1An “employee has the right to Union representation during a disciplinary inquiry. An employer cannot deny “an employee's request for union representation at an investigatory interview, and requires him to attend the interview alone.” NLRB v. J. Weingarten, Inc., 420 U.S. 251, 264 (U.S. 1975).
2 See In re Univ. of Med. & Dentistry of N.J., 144 N.J. 511 (N.J. 1996). “Weingarten does not contemplate that the union representative act as an adversarial advocate in a proceeding; instead the union representative is simply there to consult with the intern, to explain the proceedings and provide a sympathetic ear during the hearing.” Id. at 536.
3“Public employers shall negotiate written policies setting forth grievance and disciplinary review procedures by means of which their employees or representatives of employees may appeal the interpretation, application or violation of policies, agreements, and administrative decisions, including disciplinary determinations, affecting them, provided that such grievance and disciplinary review procedures shall be included in any agreement entered into between the public employer and the representative organization.
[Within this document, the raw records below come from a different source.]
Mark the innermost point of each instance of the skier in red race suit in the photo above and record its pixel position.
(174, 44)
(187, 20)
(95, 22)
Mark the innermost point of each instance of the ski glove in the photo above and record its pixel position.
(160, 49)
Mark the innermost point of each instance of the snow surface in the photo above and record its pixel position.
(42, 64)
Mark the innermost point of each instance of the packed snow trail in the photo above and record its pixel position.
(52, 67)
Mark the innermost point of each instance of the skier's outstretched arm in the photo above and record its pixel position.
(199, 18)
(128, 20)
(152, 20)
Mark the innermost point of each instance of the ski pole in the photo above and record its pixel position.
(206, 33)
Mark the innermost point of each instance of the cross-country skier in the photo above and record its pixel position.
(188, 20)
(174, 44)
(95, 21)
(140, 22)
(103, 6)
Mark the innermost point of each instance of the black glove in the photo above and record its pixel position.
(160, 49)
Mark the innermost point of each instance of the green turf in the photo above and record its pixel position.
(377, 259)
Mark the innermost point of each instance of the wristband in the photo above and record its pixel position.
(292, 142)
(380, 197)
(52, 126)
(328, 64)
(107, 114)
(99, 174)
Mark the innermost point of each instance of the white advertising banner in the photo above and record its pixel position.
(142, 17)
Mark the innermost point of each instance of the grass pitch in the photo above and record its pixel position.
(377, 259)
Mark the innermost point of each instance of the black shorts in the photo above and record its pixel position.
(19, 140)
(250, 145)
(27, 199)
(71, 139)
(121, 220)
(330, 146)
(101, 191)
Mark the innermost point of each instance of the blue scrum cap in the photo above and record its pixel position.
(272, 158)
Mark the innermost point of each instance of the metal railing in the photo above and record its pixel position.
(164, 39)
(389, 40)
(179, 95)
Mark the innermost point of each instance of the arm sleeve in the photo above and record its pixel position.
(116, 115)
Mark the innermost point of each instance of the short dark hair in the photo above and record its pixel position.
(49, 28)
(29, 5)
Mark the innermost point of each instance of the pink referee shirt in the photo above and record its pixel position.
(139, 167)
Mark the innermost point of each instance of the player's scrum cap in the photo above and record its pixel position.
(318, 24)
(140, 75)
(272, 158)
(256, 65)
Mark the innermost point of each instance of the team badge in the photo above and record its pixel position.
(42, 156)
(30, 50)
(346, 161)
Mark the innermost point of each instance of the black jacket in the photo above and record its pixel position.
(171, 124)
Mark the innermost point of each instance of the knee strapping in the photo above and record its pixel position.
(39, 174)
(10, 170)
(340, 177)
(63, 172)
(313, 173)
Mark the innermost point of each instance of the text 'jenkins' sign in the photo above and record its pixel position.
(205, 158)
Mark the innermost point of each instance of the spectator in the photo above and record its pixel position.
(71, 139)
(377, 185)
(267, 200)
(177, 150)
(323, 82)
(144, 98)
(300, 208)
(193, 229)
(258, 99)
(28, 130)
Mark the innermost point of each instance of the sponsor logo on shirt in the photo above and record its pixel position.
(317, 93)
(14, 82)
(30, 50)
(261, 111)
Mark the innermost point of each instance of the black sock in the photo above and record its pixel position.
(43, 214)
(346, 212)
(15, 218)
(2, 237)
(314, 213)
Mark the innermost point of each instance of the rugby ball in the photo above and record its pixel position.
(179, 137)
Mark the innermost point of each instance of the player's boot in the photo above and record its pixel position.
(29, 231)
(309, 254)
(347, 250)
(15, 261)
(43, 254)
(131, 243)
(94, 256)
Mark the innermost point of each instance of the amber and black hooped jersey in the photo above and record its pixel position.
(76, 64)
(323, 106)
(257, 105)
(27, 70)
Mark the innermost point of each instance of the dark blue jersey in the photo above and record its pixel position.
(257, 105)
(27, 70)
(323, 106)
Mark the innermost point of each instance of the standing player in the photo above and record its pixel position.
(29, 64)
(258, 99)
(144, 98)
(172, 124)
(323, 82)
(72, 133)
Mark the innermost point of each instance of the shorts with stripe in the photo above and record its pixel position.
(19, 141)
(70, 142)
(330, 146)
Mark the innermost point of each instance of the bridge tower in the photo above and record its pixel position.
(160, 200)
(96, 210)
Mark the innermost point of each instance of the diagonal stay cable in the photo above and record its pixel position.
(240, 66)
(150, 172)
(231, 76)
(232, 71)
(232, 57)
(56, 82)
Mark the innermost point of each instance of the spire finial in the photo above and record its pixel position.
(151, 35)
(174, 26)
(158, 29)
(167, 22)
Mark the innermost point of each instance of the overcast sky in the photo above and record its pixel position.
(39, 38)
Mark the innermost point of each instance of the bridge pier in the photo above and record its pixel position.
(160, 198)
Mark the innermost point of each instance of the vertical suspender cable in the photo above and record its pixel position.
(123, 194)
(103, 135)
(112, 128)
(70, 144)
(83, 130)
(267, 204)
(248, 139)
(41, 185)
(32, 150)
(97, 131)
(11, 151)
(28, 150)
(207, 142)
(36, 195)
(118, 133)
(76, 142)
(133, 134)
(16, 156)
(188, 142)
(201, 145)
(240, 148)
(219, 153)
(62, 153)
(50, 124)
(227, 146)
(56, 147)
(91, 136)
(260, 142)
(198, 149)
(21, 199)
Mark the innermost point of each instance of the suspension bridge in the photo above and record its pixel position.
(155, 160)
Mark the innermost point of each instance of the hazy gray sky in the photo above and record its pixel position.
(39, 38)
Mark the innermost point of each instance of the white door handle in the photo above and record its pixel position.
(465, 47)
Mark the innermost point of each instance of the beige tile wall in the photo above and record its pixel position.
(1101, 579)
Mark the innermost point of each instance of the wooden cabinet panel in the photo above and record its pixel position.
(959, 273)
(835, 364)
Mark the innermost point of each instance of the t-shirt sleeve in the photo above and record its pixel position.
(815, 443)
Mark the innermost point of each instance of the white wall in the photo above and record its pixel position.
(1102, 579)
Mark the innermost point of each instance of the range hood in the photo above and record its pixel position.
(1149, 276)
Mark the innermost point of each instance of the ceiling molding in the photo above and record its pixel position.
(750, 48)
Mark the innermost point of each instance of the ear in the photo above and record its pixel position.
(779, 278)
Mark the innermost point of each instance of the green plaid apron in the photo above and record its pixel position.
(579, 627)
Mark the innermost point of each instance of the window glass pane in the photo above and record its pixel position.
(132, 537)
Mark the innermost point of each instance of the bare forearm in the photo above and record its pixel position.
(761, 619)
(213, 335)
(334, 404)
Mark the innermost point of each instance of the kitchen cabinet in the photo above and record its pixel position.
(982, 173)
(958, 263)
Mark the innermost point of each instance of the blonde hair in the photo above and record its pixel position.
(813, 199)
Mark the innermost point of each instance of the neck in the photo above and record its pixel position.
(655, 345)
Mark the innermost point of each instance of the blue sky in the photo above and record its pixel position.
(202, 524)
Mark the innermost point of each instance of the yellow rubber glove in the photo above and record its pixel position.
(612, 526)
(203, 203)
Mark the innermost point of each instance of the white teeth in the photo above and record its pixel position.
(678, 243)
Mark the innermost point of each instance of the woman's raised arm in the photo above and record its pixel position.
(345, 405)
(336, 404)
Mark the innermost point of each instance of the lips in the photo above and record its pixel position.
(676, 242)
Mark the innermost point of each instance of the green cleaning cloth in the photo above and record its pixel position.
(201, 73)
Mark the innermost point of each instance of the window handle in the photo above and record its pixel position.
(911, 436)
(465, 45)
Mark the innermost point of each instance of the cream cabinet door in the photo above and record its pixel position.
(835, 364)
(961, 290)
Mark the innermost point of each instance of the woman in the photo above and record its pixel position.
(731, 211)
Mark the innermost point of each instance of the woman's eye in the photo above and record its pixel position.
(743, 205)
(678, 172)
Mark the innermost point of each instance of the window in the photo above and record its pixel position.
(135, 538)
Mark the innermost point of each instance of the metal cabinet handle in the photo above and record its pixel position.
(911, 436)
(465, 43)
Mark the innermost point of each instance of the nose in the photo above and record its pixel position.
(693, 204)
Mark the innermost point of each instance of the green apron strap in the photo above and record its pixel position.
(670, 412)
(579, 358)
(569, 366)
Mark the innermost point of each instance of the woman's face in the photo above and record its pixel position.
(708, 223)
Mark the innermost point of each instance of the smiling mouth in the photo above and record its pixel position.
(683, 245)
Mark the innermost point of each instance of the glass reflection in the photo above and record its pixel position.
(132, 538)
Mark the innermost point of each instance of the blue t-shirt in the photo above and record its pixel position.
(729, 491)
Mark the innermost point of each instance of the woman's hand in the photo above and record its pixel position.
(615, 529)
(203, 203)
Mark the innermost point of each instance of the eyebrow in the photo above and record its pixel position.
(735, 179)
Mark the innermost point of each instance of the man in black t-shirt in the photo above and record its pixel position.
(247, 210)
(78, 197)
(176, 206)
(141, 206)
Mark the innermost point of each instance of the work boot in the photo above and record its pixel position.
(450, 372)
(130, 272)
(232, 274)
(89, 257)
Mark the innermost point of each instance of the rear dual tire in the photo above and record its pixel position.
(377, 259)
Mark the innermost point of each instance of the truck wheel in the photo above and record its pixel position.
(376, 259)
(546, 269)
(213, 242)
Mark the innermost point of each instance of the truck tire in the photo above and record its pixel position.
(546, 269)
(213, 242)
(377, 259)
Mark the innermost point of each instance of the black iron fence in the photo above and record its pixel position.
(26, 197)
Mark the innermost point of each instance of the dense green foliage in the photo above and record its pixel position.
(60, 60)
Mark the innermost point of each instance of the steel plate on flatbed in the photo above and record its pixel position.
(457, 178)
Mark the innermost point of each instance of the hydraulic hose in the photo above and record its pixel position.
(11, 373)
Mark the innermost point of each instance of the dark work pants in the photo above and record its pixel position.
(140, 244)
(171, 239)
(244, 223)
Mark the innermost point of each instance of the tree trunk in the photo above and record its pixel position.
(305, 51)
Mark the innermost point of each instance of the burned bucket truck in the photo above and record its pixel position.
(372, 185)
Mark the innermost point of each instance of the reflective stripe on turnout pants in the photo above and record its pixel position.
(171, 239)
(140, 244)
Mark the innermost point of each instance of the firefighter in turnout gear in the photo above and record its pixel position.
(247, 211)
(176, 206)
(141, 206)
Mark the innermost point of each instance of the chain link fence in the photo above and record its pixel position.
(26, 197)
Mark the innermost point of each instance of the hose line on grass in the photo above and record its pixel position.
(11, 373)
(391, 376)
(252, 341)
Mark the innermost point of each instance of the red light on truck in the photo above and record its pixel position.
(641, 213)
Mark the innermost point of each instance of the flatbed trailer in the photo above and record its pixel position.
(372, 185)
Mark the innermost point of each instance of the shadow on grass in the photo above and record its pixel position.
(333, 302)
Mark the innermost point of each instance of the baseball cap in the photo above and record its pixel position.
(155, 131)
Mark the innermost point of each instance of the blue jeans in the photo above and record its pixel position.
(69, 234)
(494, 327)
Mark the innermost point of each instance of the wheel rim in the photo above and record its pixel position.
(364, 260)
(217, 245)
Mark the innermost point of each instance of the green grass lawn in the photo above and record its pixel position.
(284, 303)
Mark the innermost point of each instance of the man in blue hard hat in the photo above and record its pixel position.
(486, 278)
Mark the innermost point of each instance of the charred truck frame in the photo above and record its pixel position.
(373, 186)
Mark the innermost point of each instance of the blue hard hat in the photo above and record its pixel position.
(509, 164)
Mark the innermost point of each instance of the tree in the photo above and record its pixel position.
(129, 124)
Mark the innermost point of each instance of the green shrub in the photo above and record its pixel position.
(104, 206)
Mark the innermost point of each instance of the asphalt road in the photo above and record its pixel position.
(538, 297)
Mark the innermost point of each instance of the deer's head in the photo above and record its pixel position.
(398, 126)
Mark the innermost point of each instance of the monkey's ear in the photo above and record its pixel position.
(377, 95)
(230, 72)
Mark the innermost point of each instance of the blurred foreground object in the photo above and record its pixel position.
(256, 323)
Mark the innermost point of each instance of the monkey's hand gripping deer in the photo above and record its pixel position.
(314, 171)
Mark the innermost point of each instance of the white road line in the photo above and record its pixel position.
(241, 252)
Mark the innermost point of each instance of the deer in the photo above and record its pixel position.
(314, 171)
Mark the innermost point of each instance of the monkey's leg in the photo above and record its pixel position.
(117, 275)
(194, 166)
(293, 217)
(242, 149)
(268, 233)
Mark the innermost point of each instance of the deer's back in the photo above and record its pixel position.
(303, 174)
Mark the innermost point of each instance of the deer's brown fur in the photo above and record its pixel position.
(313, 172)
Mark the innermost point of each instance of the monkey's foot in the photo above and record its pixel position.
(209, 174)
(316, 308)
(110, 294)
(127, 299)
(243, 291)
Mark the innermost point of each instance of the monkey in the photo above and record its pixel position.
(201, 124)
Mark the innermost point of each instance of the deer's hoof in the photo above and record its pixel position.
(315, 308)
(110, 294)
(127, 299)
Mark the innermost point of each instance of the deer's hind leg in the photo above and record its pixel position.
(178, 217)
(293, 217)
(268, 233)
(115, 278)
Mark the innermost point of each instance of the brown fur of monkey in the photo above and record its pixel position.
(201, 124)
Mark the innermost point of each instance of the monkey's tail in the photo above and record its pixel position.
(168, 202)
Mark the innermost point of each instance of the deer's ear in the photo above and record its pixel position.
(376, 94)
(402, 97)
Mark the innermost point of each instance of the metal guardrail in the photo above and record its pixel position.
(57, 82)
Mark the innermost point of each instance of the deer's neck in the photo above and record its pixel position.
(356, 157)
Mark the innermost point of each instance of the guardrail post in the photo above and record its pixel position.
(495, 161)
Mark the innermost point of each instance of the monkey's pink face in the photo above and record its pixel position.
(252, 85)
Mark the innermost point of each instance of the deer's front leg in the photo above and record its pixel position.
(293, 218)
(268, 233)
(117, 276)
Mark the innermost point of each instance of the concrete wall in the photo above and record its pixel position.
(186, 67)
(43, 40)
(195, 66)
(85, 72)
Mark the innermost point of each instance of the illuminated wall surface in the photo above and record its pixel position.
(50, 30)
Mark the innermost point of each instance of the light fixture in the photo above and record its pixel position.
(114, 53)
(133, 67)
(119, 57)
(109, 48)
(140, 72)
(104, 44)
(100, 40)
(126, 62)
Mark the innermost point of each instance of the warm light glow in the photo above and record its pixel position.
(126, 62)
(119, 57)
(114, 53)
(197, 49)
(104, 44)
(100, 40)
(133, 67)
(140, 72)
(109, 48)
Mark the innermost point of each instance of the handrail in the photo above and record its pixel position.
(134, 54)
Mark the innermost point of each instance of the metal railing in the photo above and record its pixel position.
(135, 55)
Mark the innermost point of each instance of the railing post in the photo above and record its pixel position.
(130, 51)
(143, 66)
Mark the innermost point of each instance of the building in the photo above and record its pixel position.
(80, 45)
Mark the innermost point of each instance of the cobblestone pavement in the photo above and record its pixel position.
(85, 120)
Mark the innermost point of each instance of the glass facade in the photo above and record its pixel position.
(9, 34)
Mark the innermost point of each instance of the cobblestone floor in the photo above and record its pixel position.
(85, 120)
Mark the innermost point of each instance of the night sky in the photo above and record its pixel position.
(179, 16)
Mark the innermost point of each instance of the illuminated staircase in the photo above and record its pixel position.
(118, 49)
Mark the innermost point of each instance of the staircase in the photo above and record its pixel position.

Such grievance and disciplinary review procedures may provide for binding arbitration as a means for resolving disputes. The procedures agreed to by the parties may not replace or be inconsistent with any alternate statutory appeal procedure nor may they provide for binding arbitration of disputes involving the discipline of employees with statutory protection under tenure or civil service laws. Grievance and disciplinary review procedures established by agreement between the public employer and the representative organization shall be utilized for any dispute covered by the terms of such agreement.” N.J.S.A. 34:13A-5.3.
4State law provides “grievance and disciplinary review procedures [that] may provide for binding arbitration as a means for resolving disputes. The procedures agreed to by the parties may not replace or be inconsistent with any alternate statutory appeal procedure nor may they provide for binding arbitration of disputes involving the discipline of employees with statutory protection under tenure or civil service laws. Grievance and disciplinary review procedures established by agreement between the public employer and the representative organization shall be utilized for any dispute covered by the terms of such agreement.” N.J.S.A. 34:13A-5.3.
5 Increment Withholding: Forum For Review, Public Employment Relations Commission April 3, 1998. http://www.state.nj.us/perc/increment.pdf.
6 N.J. Stat. § 18A:6-9 “The commissioner shall have jurisdiction to hear and determine, without cost to the parties, all controversies and disputes arising under the school laws, excepting those governing higher education, or under the rules of the state board or of the commissioner. For the purposes of this Title, controversies and disputes concerning the conduct of school elections shall not be deemed to arise under the school laws.”
7Promotion. “The [Civil Service] commission shall establish the minimum qualifications for promotion and shall provide for the granting of credit for performance and seniority where appropriate.”